Du côté des détracteurs, Claudio Rumolino, ingénieur énergéticien chargé de mission chez le développeur EnR Valorem et Vincent Boulanger, journaliste indépendant basé en Allemagne spécialiste des questions énergétiques. Il est l’auteur de “Transition énergétique : comment fait l’Allemagne”, aux éditions Les petits matins. Du côté des soutiens au rapport, André-Jean Guérin, ingénieur général honoraire des ponts, eaux et forêts. Il est notamment membre du bureau de la Fondation Nicolas Hulot et administrateur du think tank The Shift Project.

GreenUnivers : Que pensez-vous de ce rapport ? 

Claudio Rumolino : Il s’agit d’une note à charge contre la transition énergétique allemande. A sa lecture, nous pourrions penser, à tort, que l’Allemagne a ralenti ses efforts ou que ses efforts ne portent pas leurs fruits. Il faut également mentionner que l’auteur du rapport est un ingénieur EDF (voir note en fin d’article) mis à disposition de France Stratégie, partisan assumé du nucléaire et notamment contempteur du scénario négaWatt français [selon cette association d’experts, l’Hexagone peut atteindre 100% d’EnR en 2050, NDLR]. Et pourquoi critiquer l’effort allemand, si ce n’est pour démontrer que la transition énergétique est illusoire ?

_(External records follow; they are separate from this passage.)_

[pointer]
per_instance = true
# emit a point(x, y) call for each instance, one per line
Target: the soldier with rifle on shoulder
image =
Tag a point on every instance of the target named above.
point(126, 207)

Vincent Boulanger : Il est excessivement spéculatif, car en réalité, personne ne peut dire si l’Allemagne ratera son objectif 2020 [selon l’étude, “l’Allemagne est en passe de manquer son objectif climat 2020”, NDLR]. Beaucoup de choses peuvent se passer d’ici là. En 2011, la chancelière Angela Merkel a décidé l’arrêt de huit centrales nucléaires… En tout cas, la capacité raccordée au réseau et les excédents d’export rendent possibles l’arrêt de nombreuses centrales à charbon. Et au-delà de 2020, tout est envisageable, y compris une accélération de la transition.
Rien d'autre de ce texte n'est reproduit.